Here's the gist of it. You need to do the following:

  1. Format a USB drive
  2. Add a keyfile (max 1023 chars) to that drive
  3. Create a core storage volume somewhere
  4. Encrypt that core storage volume with your keyfile
  5. Migrate files to your new encrypted home
  6. Create a Launchd task that runs a mount script on boot
  7. Create that mount script.
    1. The mount script will read the keyfile from your USB drive
    2. The mount script will attempt to unlock your core storage volume using the contents of the keyfile
    3. The mount script must unmount the core storage volume from /Volumes
    4. The mount script must mount the core storage volume to /Users
  8. Unmount the USB drive so the keyfile isn't just sitting there

It took me a lot of trial and error.

There are probably ways to improve my steps like using an exported keychain rather than a plain text keyfile. You could probably also re-define the location of $HOME for your user in System Preferences, but I opted to mount the encrypted home over the normal home so that the path would be standard.

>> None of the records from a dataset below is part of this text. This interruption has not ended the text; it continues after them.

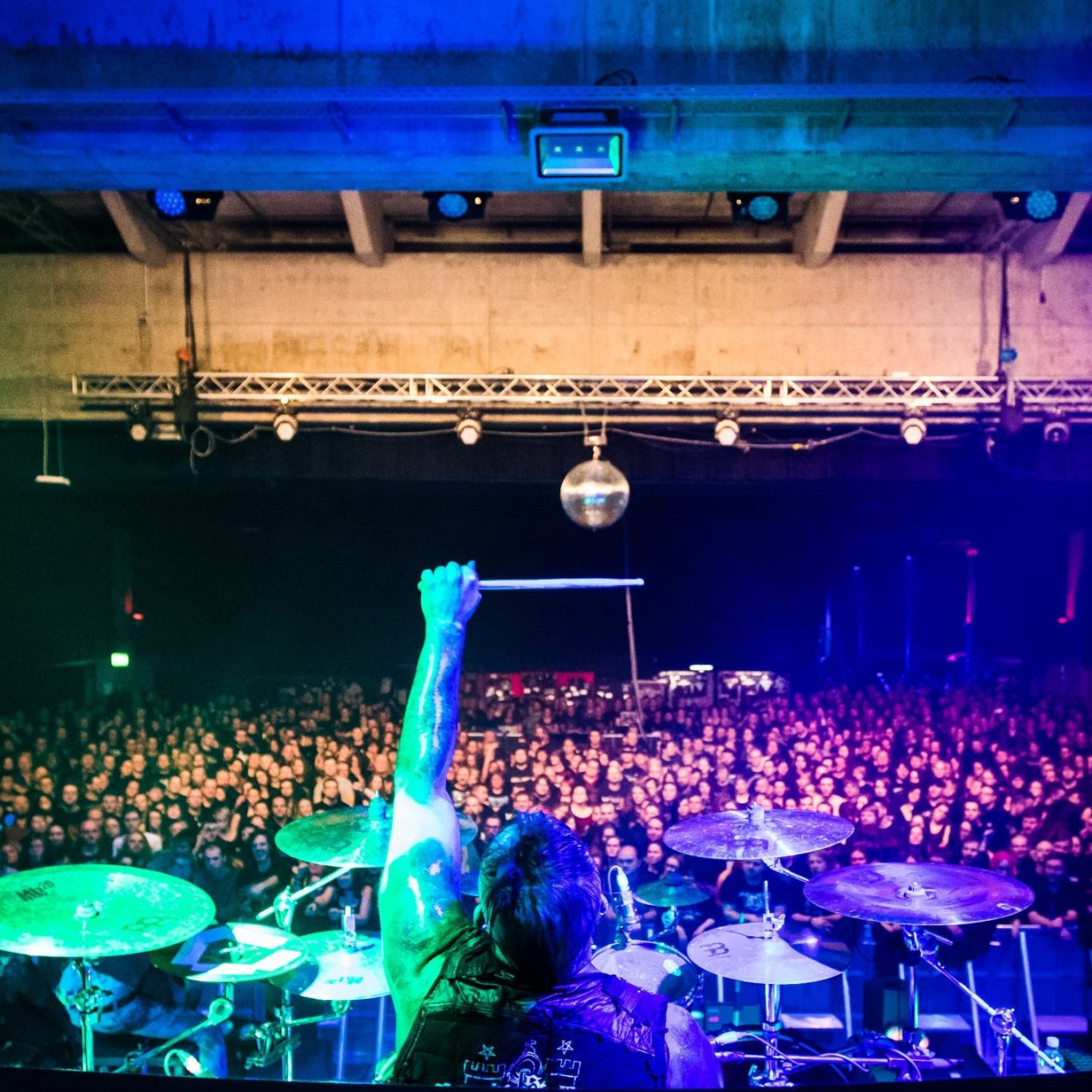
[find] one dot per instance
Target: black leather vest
(477, 1026)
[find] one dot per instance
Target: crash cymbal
(337, 972)
(238, 951)
(98, 911)
(919, 895)
(757, 835)
(671, 891)
(342, 837)
(788, 958)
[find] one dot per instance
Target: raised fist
(449, 594)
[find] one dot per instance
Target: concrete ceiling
(269, 221)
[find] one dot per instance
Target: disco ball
(594, 494)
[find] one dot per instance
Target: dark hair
(540, 897)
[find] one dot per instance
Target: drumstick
(556, 584)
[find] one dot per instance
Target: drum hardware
(92, 912)
(274, 1040)
(1002, 1020)
(220, 1010)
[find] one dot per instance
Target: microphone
(181, 1062)
(630, 919)
(220, 1009)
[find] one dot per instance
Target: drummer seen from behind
(508, 998)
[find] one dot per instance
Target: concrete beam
(817, 232)
(137, 229)
(591, 227)
(366, 226)
(1049, 241)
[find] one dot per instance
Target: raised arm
(418, 897)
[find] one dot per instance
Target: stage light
(285, 426)
(596, 494)
(913, 429)
(759, 208)
(454, 205)
(727, 432)
(468, 429)
(573, 153)
(141, 423)
(1056, 430)
(185, 205)
(1038, 205)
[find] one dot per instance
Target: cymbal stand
(284, 904)
(89, 1002)
(273, 1038)
(1002, 1020)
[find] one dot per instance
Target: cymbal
(336, 972)
(671, 892)
(919, 895)
(343, 837)
(98, 911)
(238, 951)
(787, 958)
(757, 835)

I tried changing $HOME to /Volumes/THE_ENCRYPTED_DRIVE, but I immediately noticed things like my iTunes library were messed up. All the library file references were stale and needed to be updated. That's an example of how screwing with $HOME can get messy.

Really, FileVault would be way easier if you can get it going. If FileVault is not an option, you should check out VeraCrypt, which is a fork of TrueCrypt that was recently audited and seems legit.